The first command batch:
SET STATISTICS io ON SET STATISTICS time ON GO
Listing 1.2 - Turning on statistics
The above batch informs SQL Server that we want our queries to return performance information as part of the output.
The second command batch:
SELECT * FROM Person.Contact WHERE FirstName = 'Helen' AND LastName = 'Meyer'; GO
Listing 1.3 - Retrieving some data
This second batch retrieves the “Helen Meyer” row:
584 Helen Meyer helen2@adventure-works.com 0-519-555-0112
Plus the following performance information:
Table 'Contact'. Scan count 1, logical reads 569.
SQL Server Execution Times: CPU time = 3 ms.
This output informs us that our request performed 569 logical IOs, and required approximately 3 milliseconds of processor time to do so.

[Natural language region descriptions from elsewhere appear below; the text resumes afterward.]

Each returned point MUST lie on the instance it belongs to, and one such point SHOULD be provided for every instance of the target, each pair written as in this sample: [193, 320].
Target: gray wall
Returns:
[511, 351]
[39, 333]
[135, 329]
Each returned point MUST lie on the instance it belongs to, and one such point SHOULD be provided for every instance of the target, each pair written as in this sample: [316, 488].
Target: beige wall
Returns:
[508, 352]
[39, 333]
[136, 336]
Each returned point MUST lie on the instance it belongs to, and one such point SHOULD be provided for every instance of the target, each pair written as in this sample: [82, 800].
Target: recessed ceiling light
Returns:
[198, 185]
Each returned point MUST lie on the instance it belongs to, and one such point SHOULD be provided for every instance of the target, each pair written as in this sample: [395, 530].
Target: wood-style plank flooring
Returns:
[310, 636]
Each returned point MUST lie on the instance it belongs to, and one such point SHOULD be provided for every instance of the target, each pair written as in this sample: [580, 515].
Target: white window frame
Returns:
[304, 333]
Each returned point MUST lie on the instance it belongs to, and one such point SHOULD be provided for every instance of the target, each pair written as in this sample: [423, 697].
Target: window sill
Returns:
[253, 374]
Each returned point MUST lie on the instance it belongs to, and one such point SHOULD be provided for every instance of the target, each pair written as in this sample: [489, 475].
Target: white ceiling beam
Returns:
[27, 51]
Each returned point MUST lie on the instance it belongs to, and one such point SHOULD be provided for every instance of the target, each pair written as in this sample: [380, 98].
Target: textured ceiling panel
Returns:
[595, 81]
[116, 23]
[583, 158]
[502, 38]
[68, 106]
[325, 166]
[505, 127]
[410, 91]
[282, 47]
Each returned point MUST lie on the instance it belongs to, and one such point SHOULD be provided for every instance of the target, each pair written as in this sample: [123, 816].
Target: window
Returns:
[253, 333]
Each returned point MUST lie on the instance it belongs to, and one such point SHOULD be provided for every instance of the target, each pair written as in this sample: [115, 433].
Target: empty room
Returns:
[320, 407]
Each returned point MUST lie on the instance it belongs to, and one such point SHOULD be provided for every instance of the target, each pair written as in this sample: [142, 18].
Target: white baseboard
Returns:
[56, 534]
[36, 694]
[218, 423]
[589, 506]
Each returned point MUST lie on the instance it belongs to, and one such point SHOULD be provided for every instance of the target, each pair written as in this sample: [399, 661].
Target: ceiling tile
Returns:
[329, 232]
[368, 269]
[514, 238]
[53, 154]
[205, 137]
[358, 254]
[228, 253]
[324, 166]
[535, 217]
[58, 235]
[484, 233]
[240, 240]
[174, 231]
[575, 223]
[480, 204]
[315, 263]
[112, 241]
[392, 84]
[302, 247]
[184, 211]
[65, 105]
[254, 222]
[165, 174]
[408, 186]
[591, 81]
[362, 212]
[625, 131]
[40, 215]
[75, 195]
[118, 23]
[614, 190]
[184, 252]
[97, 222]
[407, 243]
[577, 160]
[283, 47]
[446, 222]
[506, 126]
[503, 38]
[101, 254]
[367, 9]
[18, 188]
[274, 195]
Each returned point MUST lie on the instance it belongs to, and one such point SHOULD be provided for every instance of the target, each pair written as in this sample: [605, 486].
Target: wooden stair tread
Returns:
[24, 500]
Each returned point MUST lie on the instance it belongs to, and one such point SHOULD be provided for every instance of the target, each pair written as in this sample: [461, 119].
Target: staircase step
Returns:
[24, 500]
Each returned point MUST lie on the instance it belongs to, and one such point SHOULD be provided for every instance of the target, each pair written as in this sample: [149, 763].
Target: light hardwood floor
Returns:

Your values for processor time may be different.
The third command batch:
CREATE NONCLUSTERED INDEX FullName ON Person.Contact ( LastName, FirstName ); GO
Listing 1.4 - Creating a non-clustered index
This batch creates a nonclustered composite index on the Contact table’s first and last name columns. A composite index is an index with more than one column determining the index row sequence.
The fourth command batch:
SELECT * FROM Person.Contact WHERE FirstName = 'Helen' AND LastName = 'Meyer'; GO
Listing 1.3 (again)
This final batch is a re-execution of our original SELECT statement. We get the same row returned as before; but this time the performance statistics are different
Table 'Contact'. Scan count 1, logical reads 4.
SQL Server Execution Times: CPU time = 0 ms.
This output informs us that our request needed only 4 logical IOs; and required an immeasurably small amount of processor time to retrieve the “Helen Meyer” row.
Conclusion
Creation of well-chosen indexes can greatly improve database performance. In the next level we’ll begin to look at the physical structure of indexes. We’ll examine why this nonclustered index was so beneficial to this query, any why that might not always be the case. Future levels will cover other types of indexes, additional benefits of indexes, the costs associated with indexes, monitoring and maintaining your indexes, and best practices; all with the goal of providing you with the knowledge necessary to create the best possible indexing scheme for your own tables in your own databases.